The American Academy of Family Physicians (AAFP) remains committed to supporting the Choosing Wisely®(www.choosingwisely.org) campaign with the goal of ensuring high-quality, cost-effective care to patients. The AAFP has identified 15 tests and procedures(5 page PDF) that both doctors and patients should carefully consider and openly discuss before incorporating them into a treatment plan.
The Choosing Wisely®(www.choosingwisely.org) campaign was created as an initiative of the American Board of Internal Medicine (ABIM) Foundation(www.abimfoundation.org) to improve health care quality. More than 50 specialty societies have identified commonly used tests or procedures within their specialties that are possibly overused.
Watch Michael LeFevre, MD, MSPH, as he talks about the importance of the Choosing Wisely initiative to ensure high-quality. Dr. LeFevre is Future of Family Medicine Professor and Vice Chair at the Department of Family and Community Medicine at the University of Missouri, Columbia.
To help reduce unnecessary or harmful treatments and tests, the AAFP recommends that family physicians have conversations with patients regarding the safety and efficacy of:
For Your Patients
Choosing Wisely® Recommendation: Don't prescribe antibiotics for otitis media in children aged 2-12 years with non-severe symptoms where the observation option is reasonable.
Choosing Wisely® Recommendation: Do not perform voiding cystourethrogram (VCUG) routinely in first febrile urinary tract infection (UTI) in children aged 2-24 months.
Choosing Wisely® Recommendation: Do not routinely screen for prostate cancer using a prostate-specific antigen (PSA) test or digital rectal exam.
Choosing Wisely® Recommendation: Do not screen adolescents for scoliosis.
Choosing Wisely® Recommendation: Do not require a pelvic exam or other physical exam to prescribe oral contraceptive medications.
Choosing Wisely® Recommendation: Don’t schedule elective, non-medically indicated inductions of labor or Cesarean deliveries before 39 weeks, 0 days gestational age.
Choosing Wisely® Recommendation: Avoid elective, non-medically indicated inductions of labor between 39 weeks, 0 days and 41 weeks, 0 days unless the cervix is deemed favorable.
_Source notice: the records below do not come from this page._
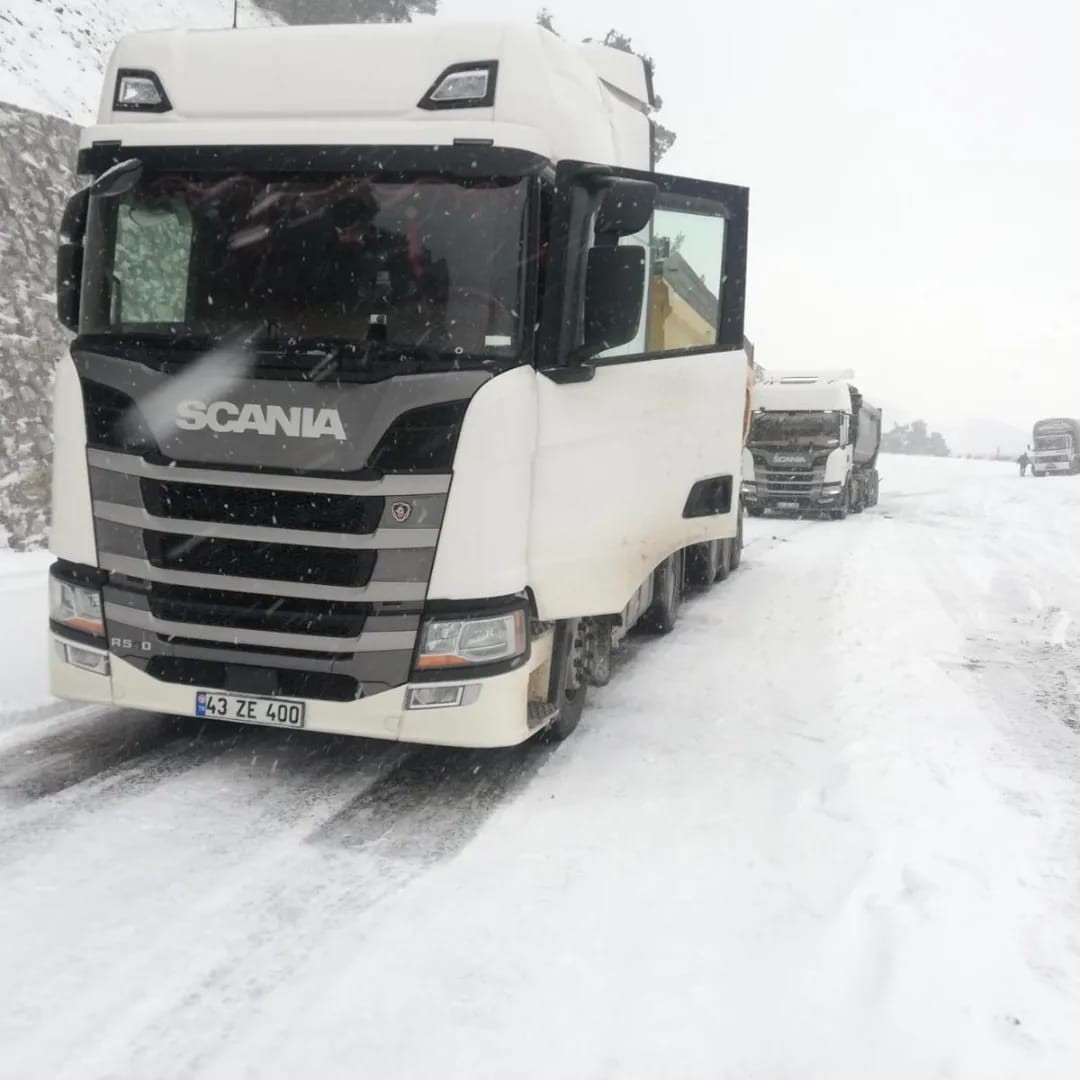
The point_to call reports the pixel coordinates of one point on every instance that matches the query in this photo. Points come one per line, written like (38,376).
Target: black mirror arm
(576,369)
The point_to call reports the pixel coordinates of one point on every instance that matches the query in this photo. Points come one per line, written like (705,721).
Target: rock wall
(37,176)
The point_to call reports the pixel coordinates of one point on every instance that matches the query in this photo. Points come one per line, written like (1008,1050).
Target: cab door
(642,382)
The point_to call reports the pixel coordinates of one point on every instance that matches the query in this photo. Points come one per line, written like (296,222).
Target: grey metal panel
(366,642)
(117,539)
(396,484)
(366,409)
(106,486)
(261,534)
(374,671)
(376,592)
(404,565)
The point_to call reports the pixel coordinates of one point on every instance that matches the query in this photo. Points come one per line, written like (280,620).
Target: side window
(684,269)
(150,267)
(686,280)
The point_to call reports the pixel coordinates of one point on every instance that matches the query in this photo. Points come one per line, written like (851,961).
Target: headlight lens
(76,606)
(458,643)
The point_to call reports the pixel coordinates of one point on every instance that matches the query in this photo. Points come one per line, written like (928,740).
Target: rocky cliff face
(37,176)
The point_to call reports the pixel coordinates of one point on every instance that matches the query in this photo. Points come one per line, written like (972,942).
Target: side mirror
(626,207)
(615,292)
(69,259)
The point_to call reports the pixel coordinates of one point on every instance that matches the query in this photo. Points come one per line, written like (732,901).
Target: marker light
(76,606)
(77,656)
(462,86)
(139,92)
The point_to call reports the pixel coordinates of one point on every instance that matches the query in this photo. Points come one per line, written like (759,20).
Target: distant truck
(1055,447)
(812,448)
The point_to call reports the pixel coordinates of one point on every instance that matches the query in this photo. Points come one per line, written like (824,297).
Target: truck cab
(812,446)
(1055,447)
(389,407)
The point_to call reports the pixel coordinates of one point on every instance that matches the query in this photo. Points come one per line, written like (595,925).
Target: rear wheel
(737,545)
(725,565)
(666,595)
(702,563)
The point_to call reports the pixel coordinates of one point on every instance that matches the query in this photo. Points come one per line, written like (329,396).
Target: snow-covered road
(828,828)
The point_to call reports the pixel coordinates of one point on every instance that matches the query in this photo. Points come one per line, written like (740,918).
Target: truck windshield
(1051,442)
(434,262)
(796,429)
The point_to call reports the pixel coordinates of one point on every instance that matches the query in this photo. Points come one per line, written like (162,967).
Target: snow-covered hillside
(827,829)
(53,52)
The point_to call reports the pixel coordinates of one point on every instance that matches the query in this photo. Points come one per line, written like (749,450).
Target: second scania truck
(813,446)
(1055,447)
(402,388)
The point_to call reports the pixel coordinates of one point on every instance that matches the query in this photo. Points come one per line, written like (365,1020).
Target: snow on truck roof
(379,85)
(805,391)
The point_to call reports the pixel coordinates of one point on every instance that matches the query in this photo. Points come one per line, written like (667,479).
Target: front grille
(245,558)
(796,483)
(285,510)
(210,607)
(242,678)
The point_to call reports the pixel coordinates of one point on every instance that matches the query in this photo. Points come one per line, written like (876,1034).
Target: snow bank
(52,55)
(24,603)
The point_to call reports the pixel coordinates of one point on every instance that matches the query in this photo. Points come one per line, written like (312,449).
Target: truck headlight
(78,607)
(461,643)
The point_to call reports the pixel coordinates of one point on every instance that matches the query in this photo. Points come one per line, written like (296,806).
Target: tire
(568,685)
(724,569)
(737,547)
(667,595)
(702,562)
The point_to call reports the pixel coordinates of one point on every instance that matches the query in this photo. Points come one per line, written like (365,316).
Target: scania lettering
(812,446)
(273,420)
(399,394)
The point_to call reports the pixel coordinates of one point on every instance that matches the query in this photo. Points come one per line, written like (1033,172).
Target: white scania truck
(813,446)
(1055,447)
(402,385)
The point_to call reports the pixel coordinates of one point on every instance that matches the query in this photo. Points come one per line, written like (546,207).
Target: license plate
(275,712)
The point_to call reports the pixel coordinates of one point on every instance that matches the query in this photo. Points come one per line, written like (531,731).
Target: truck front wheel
(568,685)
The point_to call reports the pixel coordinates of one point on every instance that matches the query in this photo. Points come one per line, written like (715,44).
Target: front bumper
(802,502)
(499,716)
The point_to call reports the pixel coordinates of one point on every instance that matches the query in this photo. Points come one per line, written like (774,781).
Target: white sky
(915,180)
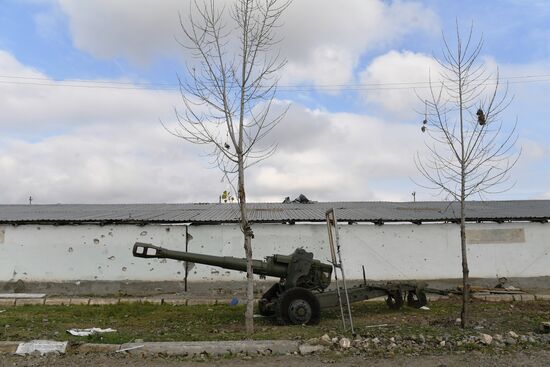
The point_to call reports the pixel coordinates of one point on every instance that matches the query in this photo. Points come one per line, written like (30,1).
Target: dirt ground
(531,358)
(525,358)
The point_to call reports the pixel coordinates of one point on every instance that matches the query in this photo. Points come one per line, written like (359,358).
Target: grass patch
(152,322)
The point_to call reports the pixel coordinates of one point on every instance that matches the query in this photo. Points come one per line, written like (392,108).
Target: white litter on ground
(129,349)
(42,346)
(89,331)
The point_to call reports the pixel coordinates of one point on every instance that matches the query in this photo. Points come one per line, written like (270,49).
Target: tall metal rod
(342,270)
(337,264)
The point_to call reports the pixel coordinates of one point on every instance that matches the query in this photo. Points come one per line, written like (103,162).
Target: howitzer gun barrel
(259,267)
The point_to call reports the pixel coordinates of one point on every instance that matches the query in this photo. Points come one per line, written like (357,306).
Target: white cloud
(394,68)
(340,160)
(322,39)
(107,146)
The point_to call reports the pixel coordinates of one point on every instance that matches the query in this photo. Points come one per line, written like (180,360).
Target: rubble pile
(418,343)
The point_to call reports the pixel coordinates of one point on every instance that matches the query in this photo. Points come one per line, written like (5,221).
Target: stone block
(80,301)
(57,301)
(103,301)
(31,301)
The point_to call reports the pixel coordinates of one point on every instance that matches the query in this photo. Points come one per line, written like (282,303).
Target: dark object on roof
(373,212)
(302,199)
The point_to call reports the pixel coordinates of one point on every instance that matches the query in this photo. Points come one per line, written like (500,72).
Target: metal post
(337,264)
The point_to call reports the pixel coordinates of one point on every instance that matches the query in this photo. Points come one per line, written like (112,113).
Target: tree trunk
(248,235)
(464,316)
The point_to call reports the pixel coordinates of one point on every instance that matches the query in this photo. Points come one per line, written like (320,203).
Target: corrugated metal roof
(427,211)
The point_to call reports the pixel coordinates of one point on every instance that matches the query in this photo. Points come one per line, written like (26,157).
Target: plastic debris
(41,346)
(89,331)
(129,348)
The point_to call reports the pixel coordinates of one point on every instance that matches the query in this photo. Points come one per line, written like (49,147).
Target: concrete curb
(174,301)
(186,349)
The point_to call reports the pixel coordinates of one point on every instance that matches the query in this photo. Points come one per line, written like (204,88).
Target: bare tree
(228,93)
(469,151)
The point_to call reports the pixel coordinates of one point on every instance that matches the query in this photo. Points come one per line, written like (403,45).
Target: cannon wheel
(298,306)
(394,299)
(264,311)
(416,299)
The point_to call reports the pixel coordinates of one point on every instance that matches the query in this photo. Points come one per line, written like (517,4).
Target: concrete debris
(376,326)
(325,340)
(89,331)
(344,343)
(486,339)
(310,349)
(513,334)
(23,295)
(42,347)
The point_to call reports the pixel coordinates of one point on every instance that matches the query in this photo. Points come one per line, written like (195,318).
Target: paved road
(532,358)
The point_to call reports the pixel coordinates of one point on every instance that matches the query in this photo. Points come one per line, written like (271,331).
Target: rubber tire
(416,299)
(394,300)
(292,296)
(262,310)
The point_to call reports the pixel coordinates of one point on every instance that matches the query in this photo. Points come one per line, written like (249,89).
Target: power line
(99,84)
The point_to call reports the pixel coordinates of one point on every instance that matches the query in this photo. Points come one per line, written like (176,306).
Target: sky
(84,85)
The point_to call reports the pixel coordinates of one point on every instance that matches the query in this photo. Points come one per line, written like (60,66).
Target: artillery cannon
(302,291)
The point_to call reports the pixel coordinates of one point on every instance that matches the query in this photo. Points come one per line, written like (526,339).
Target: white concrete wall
(391,251)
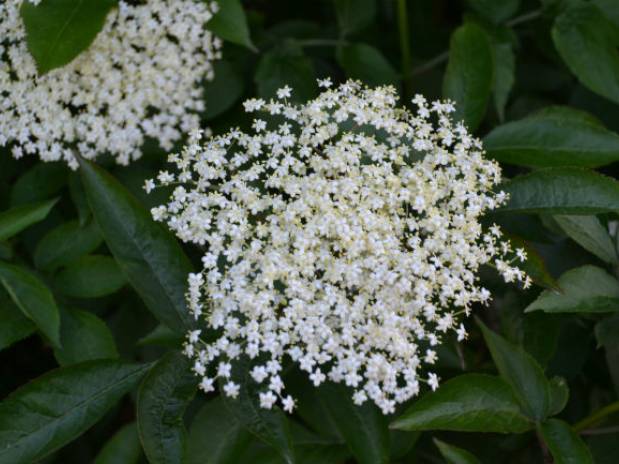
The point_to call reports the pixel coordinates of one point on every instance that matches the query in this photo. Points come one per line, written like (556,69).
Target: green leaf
(41,182)
(562,191)
(149,256)
(522,372)
(585,289)
(282,66)
(467,403)
(587,41)
(59,30)
(610,8)
(367,63)
(270,426)
(559,394)
(455,455)
(6,251)
(469,76)
(564,444)
(90,277)
(224,90)
(84,337)
(216,437)
(504,74)
(66,243)
(230,23)
(123,448)
(554,136)
(19,218)
(78,197)
(496,11)
(162,336)
(540,335)
(354,15)
(606,332)
(49,412)
(589,233)
(15,326)
(33,298)
(364,427)
(163,397)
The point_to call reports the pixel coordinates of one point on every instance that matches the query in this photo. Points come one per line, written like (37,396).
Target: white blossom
(141,77)
(333,243)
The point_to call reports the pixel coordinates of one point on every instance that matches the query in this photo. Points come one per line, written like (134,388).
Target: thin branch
(602,431)
(596,417)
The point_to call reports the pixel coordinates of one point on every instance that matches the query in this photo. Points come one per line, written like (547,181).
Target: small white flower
(140,78)
(331,248)
(231,389)
(149,185)
(461,332)
(325,83)
(288,404)
(284,92)
(433,381)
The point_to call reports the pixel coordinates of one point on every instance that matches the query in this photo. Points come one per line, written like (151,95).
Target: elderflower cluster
(343,235)
(141,77)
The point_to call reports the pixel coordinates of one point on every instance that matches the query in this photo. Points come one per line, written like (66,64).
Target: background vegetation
(91,302)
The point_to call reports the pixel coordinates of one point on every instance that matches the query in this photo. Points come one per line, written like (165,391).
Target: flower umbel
(345,237)
(141,77)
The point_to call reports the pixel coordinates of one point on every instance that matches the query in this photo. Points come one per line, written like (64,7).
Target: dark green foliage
(92,291)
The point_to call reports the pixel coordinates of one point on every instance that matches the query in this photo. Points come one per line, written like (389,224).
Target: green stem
(596,417)
(442,57)
(321,42)
(405,47)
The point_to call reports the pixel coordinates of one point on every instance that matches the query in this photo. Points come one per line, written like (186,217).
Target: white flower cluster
(346,238)
(140,77)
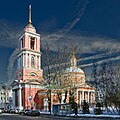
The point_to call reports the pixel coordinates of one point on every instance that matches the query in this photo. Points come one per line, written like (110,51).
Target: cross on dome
(73,61)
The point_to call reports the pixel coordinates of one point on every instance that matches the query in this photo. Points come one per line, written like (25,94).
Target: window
(32,43)
(33,61)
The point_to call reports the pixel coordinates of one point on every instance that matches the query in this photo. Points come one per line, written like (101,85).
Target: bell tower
(29,56)
(29,72)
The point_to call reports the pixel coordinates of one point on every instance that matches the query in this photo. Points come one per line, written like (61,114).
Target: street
(6,116)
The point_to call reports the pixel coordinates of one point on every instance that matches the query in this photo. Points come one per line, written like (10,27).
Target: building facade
(28,91)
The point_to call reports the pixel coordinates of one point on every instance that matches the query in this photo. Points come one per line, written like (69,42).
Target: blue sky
(94,25)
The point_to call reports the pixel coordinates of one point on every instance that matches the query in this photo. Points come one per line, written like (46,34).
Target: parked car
(24,111)
(33,113)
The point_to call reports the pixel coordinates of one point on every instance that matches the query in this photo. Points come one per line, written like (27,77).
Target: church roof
(74,69)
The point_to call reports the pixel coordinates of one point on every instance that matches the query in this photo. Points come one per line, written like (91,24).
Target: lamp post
(19,94)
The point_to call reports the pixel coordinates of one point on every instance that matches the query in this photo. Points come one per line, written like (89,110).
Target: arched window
(32,43)
(32,61)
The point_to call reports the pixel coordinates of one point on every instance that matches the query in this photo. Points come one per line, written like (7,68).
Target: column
(35,44)
(26,60)
(29,60)
(80,97)
(23,60)
(39,63)
(20,98)
(91,98)
(88,97)
(77,96)
(13,99)
(36,61)
(83,95)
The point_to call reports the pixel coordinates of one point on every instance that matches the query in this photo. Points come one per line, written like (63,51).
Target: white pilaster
(39,63)
(26,60)
(35,44)
(13,99)
(77,96)
(29,60)
(88,96)
(23,59)
(80,98)
(20,98)
(82,95)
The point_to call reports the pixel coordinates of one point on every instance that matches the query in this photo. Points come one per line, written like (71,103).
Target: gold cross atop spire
(73,60)
(29,21)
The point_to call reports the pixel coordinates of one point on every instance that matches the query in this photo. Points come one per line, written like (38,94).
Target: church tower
(29,56)
(29,72)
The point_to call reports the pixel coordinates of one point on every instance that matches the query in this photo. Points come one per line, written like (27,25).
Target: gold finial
(29,21)
(73,60)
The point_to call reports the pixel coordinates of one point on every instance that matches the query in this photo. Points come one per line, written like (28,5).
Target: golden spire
(73,61)
(29,20)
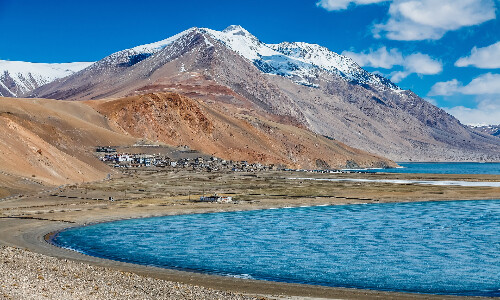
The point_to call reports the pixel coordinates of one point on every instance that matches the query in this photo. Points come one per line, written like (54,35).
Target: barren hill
(293,83)
(52,142)
(228,132)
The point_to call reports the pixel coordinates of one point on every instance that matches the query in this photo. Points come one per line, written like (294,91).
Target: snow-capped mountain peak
(19,77)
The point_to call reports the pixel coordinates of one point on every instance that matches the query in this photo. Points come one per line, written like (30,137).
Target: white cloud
(411,20)
(446,88)
(422,64)
(430,19)
(332,5)
(486,112)
(418,63)
(486,84)
(485,58)
(380,58)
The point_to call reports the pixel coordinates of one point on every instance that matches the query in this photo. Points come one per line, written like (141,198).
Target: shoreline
(32,234)
(175,273)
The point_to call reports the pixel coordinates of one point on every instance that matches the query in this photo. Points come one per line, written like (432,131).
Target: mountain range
(294,84)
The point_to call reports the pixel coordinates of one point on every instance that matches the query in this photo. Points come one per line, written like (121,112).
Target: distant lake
(424,247)
(444,168)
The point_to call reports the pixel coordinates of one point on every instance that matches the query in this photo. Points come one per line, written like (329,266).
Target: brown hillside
(51,141)
(224,131)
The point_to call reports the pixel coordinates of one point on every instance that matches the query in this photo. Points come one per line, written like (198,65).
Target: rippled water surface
(445,168)
(427,247)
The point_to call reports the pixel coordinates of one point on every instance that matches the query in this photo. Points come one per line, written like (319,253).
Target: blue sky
(447,51)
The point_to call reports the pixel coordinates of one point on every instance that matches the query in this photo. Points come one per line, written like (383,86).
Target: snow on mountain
(324,58)
(299,61)
(19,77)
(129,57)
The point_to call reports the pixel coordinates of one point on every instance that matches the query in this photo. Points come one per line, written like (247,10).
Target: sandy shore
(25,222)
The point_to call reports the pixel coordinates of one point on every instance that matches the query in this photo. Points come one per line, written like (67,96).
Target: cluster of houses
(128,160)
(110,156)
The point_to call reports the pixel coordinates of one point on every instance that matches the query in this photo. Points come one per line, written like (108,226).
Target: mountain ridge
(18,78)
(235,68)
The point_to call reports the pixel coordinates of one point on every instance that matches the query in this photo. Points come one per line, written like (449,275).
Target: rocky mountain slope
(494,130)
(229,133)
(18,78)
(52,142)
(293,83)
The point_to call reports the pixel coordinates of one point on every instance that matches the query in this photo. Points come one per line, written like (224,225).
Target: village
(110,156)
(187,160)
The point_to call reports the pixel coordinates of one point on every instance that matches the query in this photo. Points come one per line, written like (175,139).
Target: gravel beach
(31,268)
(28,275)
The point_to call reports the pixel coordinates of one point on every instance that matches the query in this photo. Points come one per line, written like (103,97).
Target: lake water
(426,247)
(445,168)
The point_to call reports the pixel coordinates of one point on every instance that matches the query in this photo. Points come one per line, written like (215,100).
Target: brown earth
(228,132)
(51,142)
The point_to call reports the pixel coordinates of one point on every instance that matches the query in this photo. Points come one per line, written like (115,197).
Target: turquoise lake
(444,168)
(424,247)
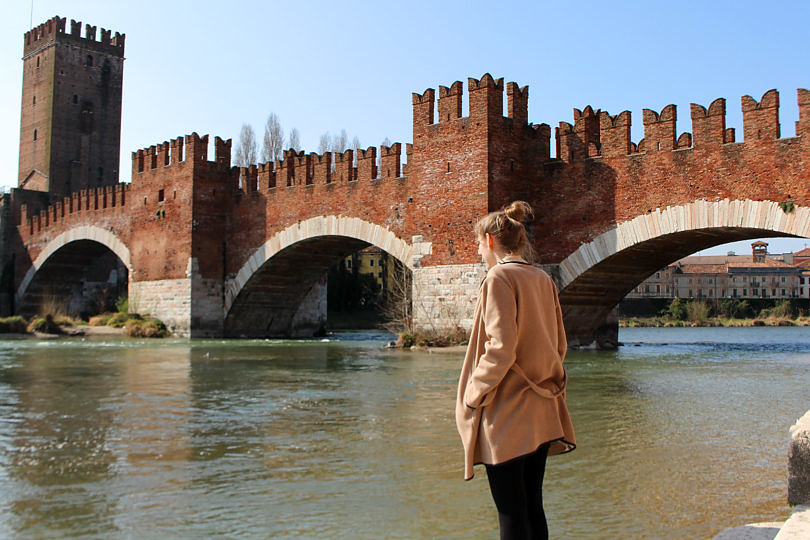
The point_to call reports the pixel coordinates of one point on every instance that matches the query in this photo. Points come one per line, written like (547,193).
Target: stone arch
(765,216)
(84,232)
(377,235)
(595,278)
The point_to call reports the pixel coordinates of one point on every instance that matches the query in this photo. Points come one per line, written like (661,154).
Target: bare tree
(294,141)
(325,143)
(273,139)
(355,147)
(245,154)
(340,142)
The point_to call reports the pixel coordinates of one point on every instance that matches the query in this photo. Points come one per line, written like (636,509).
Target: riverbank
(665,322)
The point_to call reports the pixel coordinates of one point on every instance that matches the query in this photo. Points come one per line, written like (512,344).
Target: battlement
(54,30)
(485,102)
(107,198)
(597,133)
(184,149)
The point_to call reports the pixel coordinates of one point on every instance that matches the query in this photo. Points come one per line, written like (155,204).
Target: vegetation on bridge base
(725,312)
(133,324)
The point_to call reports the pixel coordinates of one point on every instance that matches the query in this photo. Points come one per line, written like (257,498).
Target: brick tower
(70,128)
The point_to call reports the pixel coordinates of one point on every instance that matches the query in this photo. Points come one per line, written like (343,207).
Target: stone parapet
(444,296)
(799,462)
(166,299)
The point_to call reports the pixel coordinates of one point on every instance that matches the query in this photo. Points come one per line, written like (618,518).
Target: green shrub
(698,311)
(13,325)
(100,320)
(122,304)
(145,328)
(676,310)
(118,320)
(45,325)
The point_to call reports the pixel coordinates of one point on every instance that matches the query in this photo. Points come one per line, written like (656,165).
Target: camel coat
(511,393)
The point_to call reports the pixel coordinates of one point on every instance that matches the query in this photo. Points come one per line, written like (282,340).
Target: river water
(681,433)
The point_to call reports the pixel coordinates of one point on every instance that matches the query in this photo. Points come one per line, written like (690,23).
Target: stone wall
(166,299)
(799,462)
(444,296)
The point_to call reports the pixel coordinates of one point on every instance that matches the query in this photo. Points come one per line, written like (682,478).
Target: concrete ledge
(754,531)
(797,527)
(799,462)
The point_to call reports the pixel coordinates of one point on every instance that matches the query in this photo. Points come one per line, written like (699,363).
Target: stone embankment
(797,527)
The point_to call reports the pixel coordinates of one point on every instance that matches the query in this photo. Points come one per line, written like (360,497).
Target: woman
(510,410)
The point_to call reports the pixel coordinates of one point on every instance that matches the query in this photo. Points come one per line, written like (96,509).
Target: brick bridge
(217,250)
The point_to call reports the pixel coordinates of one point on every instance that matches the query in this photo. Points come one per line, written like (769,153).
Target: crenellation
(196,148)
(367,163)
(423,109)
(267,176)
(614,134)
(486,97)
(761,119)
(162,155)
(659,129)
(517,103)
(321,168)
(250,178)
(390,161)
(577,142)
(344,168)
(177,150)
(709,125)
(450,102)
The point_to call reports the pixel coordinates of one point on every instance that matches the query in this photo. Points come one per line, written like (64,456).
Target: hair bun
(520,211)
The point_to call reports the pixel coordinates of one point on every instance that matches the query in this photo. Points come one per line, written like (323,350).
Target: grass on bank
(134,325)
(725,312)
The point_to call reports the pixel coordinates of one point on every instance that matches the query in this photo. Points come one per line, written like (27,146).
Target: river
(682,432)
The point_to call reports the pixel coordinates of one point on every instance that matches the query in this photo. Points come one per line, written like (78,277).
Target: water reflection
(348,440)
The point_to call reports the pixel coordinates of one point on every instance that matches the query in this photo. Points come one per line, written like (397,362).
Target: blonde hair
(507,227)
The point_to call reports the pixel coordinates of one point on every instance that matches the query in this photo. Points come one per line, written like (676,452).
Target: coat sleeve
(499,312)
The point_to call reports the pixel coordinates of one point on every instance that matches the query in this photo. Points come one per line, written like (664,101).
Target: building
(70,127)
(759,275)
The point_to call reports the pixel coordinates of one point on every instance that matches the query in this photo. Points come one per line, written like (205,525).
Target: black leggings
(517,488)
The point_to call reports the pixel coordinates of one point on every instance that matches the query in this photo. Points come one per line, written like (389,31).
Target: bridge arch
(595,277)
(84,233)
(302,253)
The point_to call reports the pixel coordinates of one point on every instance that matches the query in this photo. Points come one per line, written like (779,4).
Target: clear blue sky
(325,66)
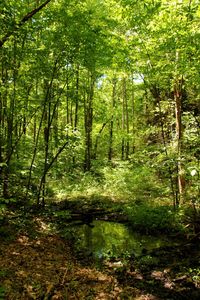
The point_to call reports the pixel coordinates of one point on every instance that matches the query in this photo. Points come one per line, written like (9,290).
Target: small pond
(103,238)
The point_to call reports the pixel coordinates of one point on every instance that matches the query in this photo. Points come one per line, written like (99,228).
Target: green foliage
(152,219)
(2,292)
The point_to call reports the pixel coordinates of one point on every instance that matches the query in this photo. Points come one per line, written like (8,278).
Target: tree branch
(27,17)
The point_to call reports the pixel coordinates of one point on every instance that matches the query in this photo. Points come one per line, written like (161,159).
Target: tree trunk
(110,150)
(178,114)
(88,113)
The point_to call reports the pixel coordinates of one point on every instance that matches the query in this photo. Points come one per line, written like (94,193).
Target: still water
(102,238)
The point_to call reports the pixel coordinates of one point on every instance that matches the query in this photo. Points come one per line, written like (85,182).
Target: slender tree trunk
(178,114)
(110,150)
(88,107)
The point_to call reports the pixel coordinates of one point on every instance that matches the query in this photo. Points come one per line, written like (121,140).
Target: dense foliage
(100,97)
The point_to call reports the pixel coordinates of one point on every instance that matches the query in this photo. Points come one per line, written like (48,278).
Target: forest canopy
(88,87)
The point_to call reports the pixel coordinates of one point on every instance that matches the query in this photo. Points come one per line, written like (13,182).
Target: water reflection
(102,238)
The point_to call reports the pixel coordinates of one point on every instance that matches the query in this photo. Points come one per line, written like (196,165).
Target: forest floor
(36,262)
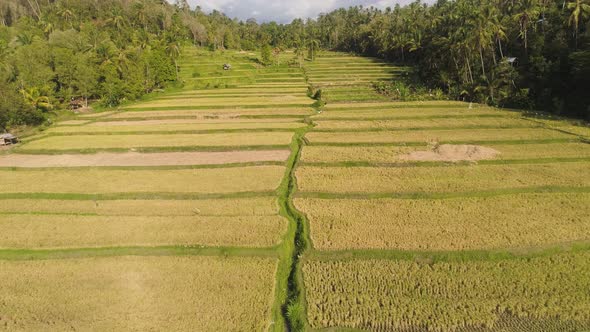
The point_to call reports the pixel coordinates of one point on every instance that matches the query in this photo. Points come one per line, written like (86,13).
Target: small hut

Choosing Wisely® Recommendation: Don’t screen for carotid artery stenosis (CAS) in asymptomatic adult patients.
Choosing Wisely® Recommendation: Don’t screen women older than 65 years of age for cervical cancer who have had adequate prior screening and are not otherwise at high risk for cervical cancer.
Choosing Wisely® Recommendation: Don’t screen women younger than 30 years of age for cervical cancer with HPV testing, alone or in combination with cytology.
Choosing Wisely® Recommendation: Don't do imaging for low back pain within the first six weeks, unless red flags are present.
Choosing Wisely® Recommendation: Don't routinely prescribe antibiotics for acute mild-to-moderate sinusitis unless symptoms last for seven or more days OR symptoms worsen after initial clinical improvement.
Choosing Wisely® Recommendation: Don't use dual-energy X-ray absorptiometry (DEXA) screening for osteoporosis in women under age 65 or men under 70 with no risk factors.
Choosing Wisely® Recommendation: Don't order annual electrocardiograms (EKGs) or any other cardiac screening for low-risk patients without symptoms.
Choosing Wisely® Recommendation: Don't perform Pap smears on women under the age of 21 or women who have had a hysterectomy for non-cancer disease.
The AAFP has collaborated with the American Academy of Obstetricians and Gynecologists to develop the recommendations listed above regarding induction of labor.
All recommendations listed above are provided solely for informational purposes and are not intended as a substitute for consultation with a medical professional. Patients with any specific questions about the items on this list or their individual situation should consult their physician.